1. Brute force the client hash, which is 32bytes and really not feasible. That is to say that in a naive brute force they start with 32bytes 0'd out and start counting until they reach your hash - not fun.
2. Brute force the client password, which has a huge number of rounds that you could never get away with on your server. 1M rounds of pbkdf2 is not something you'd want to do on your server but distributed across your clients it's no problem at all - a few hundred milliseconds perhaps. But that's devastating to an attacker trying to recover the plaintext - of course, with some caveats (a relatively weak salt).
I haven't put enough thought into this benefit to claim it, but I may as well throw it out there.

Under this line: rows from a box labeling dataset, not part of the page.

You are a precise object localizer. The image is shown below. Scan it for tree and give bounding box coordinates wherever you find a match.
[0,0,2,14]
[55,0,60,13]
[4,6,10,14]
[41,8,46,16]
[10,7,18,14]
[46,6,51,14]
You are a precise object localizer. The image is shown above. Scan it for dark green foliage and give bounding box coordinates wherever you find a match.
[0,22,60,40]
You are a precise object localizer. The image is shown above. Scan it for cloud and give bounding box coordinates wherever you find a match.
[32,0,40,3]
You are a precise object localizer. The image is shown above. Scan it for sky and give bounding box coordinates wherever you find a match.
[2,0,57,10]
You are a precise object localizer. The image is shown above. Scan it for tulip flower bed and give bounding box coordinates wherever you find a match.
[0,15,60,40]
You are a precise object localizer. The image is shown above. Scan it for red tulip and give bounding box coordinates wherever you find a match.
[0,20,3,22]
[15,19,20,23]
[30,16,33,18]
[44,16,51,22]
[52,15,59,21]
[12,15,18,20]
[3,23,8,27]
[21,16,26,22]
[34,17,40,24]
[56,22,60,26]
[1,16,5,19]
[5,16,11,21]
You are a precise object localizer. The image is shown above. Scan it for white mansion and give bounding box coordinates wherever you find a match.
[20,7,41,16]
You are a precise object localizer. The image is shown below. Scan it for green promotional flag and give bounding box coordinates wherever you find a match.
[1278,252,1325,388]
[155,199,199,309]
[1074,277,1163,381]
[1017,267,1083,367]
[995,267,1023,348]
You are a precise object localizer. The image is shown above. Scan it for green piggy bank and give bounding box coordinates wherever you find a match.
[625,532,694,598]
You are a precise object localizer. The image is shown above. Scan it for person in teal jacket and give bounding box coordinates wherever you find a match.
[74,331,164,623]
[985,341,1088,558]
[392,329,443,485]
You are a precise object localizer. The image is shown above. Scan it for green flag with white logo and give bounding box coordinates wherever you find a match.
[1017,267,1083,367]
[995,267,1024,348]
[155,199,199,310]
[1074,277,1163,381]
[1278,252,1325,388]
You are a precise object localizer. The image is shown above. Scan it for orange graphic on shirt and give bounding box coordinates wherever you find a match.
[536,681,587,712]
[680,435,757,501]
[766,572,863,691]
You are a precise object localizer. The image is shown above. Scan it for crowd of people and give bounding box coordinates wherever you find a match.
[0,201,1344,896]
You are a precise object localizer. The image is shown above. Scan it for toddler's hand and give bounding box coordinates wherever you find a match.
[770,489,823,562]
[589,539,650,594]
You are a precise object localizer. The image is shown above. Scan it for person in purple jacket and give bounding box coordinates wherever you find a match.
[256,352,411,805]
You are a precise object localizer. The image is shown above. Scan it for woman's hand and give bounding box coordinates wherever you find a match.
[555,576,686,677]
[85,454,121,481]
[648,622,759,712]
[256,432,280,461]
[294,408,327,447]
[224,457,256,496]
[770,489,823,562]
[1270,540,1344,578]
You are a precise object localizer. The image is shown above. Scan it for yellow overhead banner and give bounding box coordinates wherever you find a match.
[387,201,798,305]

> but it doesn't add any protections to your website while adding complexity at your cost.
It's very little complexity at very little cost. It's a few lines of code that execute at the edge - you pay nothing for those cycles.
> at the cost of needing Javascript execution.
I don't consider this a cost. I think it's totally ridiculous to say that JS execution as a requirement is a "cost" - the vast majority of websites require JS, and there are plenty of good reasons for it (like telling your user their password is too short). If you care so much about JS as a cost, ok, don't do client side hashing.
> In my opinion, your login page would be a lot more secure with a CSP that disallows all scripting, just in case, and uses a simple system that's easy to spot mistakes in, like HTTPS POST or Basic auth.
I disagree. A CSP would be an excellent thing to implement, and everyone should do so. But I don't think that completely denying script execution is a good idea - your users are far more vulnerable to using weak and/or reused passwords than XSS on a site with the minimal scripting necessary to implement this code (no 3rd party packages are required for the code I mentioned).
Your suggestion is basically going back to the days where databases stored plaintext passwords in the database, just that the plaintext happens to be a hash.
> If the client and server have an agreement on a hashing protocol, there’s no reason that the browser shouldn’t be able to hash as well and prevent the password from ever leaving memory on the client system.
Shouldn’t it be a proper challenge/response? Otherwise the hash is barely better than the password.
There are answers to this. I asked myself this a few years ago, which led recursively to new tricky questions. I eventually solved the tree of the questions: I designed myself into a solution that I later realized was essentially an asymmetric PAKE (e.g., analogous to OPAQUE).
So, an attempt to solve your question eventually leads to using an asymetric PAKE. But, this is way, way more complex. You'd really have to squint your eyes to believe that the diminishing returns are worth it.